Blouin is no stranger to drama over pride flags. In June 2023, he hung one in the window of his office to celebrate Pride month. “I think someone submitted a complaint,” he said. “Someone requested that I take it down, and I’m like, ‘Under what authority? It’s not like it’s a swastika or something.’”

The following legislative session, lawmakers changed Utah code to limit and make uniform what could be hung in the windows of the Capitol buildings.

“Why are we wasting hundreds of people’s time and taxpayer dollars?” Blouin said. “It’s silly that this is where our focus lies. … It’s a perfect distraction bill from all the things that matter.”

He’s hopeful that Lee’s flag bill may not have a path through the Senate.

“I think the Senate might be more reasonable and hear those comments and have concern over what’s expressed there,” he said. “I don’t think that’s a Democratic or Republican issue. I think those are concerning at face value, if that is what is being communicated by a legislator. … I have hope that the Senate would just kind of leave that one on the table.”
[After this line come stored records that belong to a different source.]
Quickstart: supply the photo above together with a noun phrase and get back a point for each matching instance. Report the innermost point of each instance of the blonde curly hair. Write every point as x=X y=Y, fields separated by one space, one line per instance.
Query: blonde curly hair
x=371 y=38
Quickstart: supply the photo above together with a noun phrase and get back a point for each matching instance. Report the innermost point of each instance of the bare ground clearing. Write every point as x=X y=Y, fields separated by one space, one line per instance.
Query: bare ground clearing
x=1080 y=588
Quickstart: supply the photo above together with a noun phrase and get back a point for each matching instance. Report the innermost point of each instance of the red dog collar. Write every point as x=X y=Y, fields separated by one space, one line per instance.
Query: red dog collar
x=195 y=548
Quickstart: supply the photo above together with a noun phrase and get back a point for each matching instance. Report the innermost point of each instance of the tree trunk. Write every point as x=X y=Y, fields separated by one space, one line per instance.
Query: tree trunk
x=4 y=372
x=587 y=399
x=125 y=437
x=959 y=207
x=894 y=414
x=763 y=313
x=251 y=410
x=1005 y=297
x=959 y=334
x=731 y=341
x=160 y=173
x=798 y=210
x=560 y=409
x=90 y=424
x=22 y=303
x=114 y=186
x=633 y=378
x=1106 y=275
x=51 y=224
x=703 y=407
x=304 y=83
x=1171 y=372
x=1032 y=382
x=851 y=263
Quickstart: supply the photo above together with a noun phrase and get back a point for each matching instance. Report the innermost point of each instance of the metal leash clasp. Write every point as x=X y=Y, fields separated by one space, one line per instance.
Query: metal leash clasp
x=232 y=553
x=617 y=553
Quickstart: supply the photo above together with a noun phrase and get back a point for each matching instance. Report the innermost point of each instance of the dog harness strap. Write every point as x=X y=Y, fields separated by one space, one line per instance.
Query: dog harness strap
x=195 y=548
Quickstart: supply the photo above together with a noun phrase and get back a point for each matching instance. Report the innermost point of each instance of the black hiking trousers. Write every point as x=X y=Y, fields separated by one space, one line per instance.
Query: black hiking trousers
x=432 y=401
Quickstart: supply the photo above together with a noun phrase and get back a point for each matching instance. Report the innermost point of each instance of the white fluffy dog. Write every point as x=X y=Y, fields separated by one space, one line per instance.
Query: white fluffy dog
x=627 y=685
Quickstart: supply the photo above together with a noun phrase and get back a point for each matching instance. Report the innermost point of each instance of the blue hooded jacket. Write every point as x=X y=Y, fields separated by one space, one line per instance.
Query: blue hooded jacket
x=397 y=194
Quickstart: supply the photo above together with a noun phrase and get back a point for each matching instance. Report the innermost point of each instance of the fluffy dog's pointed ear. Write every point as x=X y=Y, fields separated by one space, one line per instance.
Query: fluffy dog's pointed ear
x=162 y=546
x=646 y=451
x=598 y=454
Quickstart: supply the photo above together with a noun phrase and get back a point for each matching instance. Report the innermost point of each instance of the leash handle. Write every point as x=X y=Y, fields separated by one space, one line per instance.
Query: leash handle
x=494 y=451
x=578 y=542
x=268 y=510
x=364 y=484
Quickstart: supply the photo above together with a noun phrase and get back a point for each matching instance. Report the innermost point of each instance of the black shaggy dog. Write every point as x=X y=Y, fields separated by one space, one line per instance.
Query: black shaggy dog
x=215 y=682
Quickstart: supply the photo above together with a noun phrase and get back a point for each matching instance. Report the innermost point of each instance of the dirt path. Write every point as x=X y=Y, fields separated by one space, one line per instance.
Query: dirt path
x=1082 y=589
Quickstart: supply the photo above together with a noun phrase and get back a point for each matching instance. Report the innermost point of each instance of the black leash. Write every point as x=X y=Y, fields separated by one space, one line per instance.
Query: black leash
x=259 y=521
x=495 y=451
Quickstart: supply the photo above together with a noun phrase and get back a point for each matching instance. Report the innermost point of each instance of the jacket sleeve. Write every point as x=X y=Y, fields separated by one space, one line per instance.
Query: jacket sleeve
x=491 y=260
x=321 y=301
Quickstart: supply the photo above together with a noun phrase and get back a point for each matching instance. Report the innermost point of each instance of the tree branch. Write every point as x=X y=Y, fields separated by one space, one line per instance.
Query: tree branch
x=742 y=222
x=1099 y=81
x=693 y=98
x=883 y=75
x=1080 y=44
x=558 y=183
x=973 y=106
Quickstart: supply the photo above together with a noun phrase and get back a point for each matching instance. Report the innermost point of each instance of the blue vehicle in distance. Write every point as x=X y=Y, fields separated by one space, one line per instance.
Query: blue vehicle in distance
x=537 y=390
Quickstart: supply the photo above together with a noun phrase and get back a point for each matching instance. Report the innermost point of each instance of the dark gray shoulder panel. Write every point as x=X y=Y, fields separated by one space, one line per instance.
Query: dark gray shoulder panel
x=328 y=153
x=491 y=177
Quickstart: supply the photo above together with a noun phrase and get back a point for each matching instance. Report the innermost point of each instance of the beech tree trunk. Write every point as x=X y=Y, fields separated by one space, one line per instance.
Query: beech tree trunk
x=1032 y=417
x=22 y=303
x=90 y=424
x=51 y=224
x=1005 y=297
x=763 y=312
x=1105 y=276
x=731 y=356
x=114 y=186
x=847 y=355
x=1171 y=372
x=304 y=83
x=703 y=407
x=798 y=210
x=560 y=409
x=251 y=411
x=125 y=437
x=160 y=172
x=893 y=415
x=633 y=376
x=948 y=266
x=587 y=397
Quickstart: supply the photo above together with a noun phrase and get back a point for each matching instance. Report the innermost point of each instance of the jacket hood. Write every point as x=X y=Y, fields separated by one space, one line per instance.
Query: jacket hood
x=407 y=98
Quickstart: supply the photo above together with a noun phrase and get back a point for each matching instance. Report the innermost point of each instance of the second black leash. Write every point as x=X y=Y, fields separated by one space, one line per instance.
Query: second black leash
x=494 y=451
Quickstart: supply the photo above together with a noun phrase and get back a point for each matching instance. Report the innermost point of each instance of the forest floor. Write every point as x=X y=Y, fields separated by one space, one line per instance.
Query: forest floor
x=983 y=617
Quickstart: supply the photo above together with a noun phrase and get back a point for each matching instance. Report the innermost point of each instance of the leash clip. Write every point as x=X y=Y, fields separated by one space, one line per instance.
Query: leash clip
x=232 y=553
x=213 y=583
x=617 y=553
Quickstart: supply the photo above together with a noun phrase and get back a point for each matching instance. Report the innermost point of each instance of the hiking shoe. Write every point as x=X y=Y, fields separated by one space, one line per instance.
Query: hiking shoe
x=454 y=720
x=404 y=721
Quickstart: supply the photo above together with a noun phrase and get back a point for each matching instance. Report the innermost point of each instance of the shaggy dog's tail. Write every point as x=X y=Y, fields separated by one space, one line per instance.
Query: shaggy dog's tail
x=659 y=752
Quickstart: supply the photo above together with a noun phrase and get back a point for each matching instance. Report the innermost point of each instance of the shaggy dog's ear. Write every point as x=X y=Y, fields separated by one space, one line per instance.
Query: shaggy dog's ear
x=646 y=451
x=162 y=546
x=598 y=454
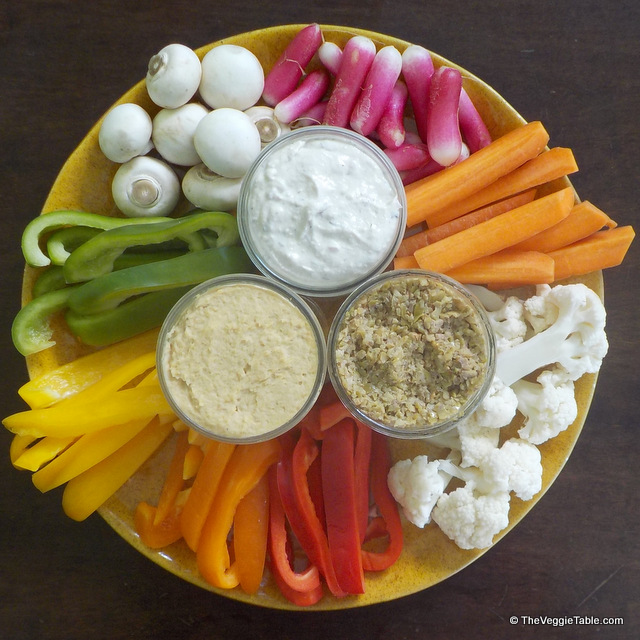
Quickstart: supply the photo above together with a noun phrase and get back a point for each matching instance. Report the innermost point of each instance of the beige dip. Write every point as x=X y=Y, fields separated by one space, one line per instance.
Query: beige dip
x=240 y=361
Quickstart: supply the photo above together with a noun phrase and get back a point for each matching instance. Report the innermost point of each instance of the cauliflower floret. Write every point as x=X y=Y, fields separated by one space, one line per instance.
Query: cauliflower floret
x=508 y=323
x=516 y=466
x=480 y=432
x=416 y=485
x=569 y=321
x=548 y=405
x=472 y=519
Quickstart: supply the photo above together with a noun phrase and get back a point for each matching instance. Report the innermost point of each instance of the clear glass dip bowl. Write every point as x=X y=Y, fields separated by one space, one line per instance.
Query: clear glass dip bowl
x=241 y=358
x=411 y=353
x=321 y=210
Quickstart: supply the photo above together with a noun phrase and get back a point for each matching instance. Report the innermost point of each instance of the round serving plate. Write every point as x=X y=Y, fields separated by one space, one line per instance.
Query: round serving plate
x=428 y=556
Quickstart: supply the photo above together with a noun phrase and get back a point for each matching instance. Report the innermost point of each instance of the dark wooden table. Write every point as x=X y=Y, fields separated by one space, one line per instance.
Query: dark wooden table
x=573 y=65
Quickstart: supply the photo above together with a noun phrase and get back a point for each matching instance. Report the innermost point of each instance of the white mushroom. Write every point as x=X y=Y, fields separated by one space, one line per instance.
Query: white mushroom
x=227 y=141
x=269 y=127
x=210 y=191
x=232 y=76
x=125 y=132
x=145 y=186
x=173 y=76
x=173 y=131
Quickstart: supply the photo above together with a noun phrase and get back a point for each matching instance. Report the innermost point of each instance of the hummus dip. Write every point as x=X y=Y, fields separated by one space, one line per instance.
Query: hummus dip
x=240 y=361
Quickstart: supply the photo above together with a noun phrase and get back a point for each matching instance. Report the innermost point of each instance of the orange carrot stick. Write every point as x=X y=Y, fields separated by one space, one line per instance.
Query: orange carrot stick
x=496 y=234
x=600 y=250
x=544 y=168
x=513 y=268
x=584 y=219
x=440 y=190
x=405 y=262
x=412 y=243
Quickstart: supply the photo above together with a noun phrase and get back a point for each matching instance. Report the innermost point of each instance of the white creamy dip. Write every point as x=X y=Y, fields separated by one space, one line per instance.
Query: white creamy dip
x=323 y=211
x=240 y=361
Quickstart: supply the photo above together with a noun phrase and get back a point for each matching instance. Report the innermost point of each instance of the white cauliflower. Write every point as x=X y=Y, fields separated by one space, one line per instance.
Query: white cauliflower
x=472 y=519
x=569 y=322
x=480 y=432
x=548 y=405
x=416 y=486
x=508 y=323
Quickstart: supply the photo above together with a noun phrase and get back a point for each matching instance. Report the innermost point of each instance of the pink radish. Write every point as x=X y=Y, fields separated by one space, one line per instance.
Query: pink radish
x=408 y=156
x=357 y=58
x=308 y=93
x=474 y=130
x=417 y=69
x=289 y=68
x=315 y=115
x=390 y=129
x=376 y=91
x=330 y=54
x=431 y=167
x=443 y=131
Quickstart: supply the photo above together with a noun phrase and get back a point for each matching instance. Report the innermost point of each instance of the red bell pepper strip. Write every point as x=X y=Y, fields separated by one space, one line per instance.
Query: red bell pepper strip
x=293 y=486
x=301 y=588
x=380 y=465
x=362 y=463
x=339 y=491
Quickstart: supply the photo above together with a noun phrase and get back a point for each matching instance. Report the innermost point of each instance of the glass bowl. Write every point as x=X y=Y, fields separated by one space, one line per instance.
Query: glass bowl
x=411 y=353
x=241 y=358
x=321 y=210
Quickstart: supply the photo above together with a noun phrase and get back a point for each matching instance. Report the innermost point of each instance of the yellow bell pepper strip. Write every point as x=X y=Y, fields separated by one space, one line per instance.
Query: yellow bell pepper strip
x=84 y=453
x=299 y=508
x=31 y=331
x=85 y=493
x=19 y=444
x=159 y=526
x=97 y=256
x=203 y=491
x=62 y=420
x=48 y=222
x=339 y=491
x=111 y=289
x=245 y=468
x=125 y=321
x=304 y=587
x=387 y=506
x=250 y=531
x=72 y=377
x=41 y=453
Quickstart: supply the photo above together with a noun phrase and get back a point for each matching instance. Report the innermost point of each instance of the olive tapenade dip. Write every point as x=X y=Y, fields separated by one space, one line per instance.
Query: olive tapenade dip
x=411 y=351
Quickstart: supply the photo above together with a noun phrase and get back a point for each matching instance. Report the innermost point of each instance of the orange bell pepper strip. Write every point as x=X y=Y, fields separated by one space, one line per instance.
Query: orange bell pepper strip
x=250 y=531
x=159 y=526
x=244 y=470
x=380 y=465
x=342 y=513
x=203 y=490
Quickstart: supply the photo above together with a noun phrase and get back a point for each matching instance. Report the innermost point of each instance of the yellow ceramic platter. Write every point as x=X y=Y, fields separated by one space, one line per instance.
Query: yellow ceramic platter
x=428 y=556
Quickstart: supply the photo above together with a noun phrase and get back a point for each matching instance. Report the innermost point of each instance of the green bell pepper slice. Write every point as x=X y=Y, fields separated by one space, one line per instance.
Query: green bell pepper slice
x=96 y=256
x=48 y=222
x=111 y=289
x=30 y=330
x=125 y=321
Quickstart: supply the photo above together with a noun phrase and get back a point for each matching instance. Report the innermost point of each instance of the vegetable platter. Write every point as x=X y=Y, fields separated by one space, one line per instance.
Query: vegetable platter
x=428 y=555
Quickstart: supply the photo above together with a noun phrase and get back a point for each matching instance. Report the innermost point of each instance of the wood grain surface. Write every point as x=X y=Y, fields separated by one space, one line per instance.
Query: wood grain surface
x=574 y=560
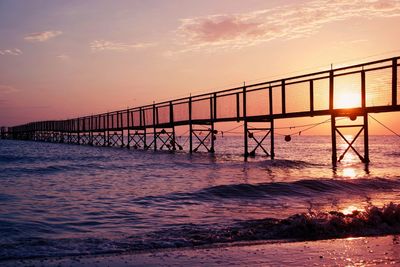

This is the second year in a row GOP lawmakers have attempted to ban pride flags in classrooms.

Lawmakers tried twice last year to prohibit pride flags in schools — the first effort would have gone beyond flags to bar school employees from discussing sexual orientation or gender identity at all, but was voted down after it was criticized for being too vague.

In the final hours of the 2024 session, a Republican senator replaced legislation specifying how schools should deal with employees who are the subject of a criminal investigation with a de facto pride flag ban.

Lee has previously come under fire for comments he has made on race, as well as the LGBTQ+ community. In his first legislative campaign, Lee used a slur to describe transgender people on a conservative podcast.

The representative made posts attacking the LGBTQ+ community on a personal account on X, then known as Twitter, and criticizing the use of pride flags, The Tribune reported in 2022.

In June that year, Lee replied “Gosh, this is amazing” to a post that claimed the message of Pride Month is “satanic.” Earlier that year, he posted a meme insinuating that public school teachers influence children to change their gender identity. Replying to his own post, he tagged the account of Gov. Spencer Cox.

When The Church of Jesus Christ of Latter-day Saints apologized for a church leader and Brigham Young University professor making insensitive comments about its previous practice of banning Black men from receiving the priesthood, Lee tweeted, “BYU is a progressive cesspool now.”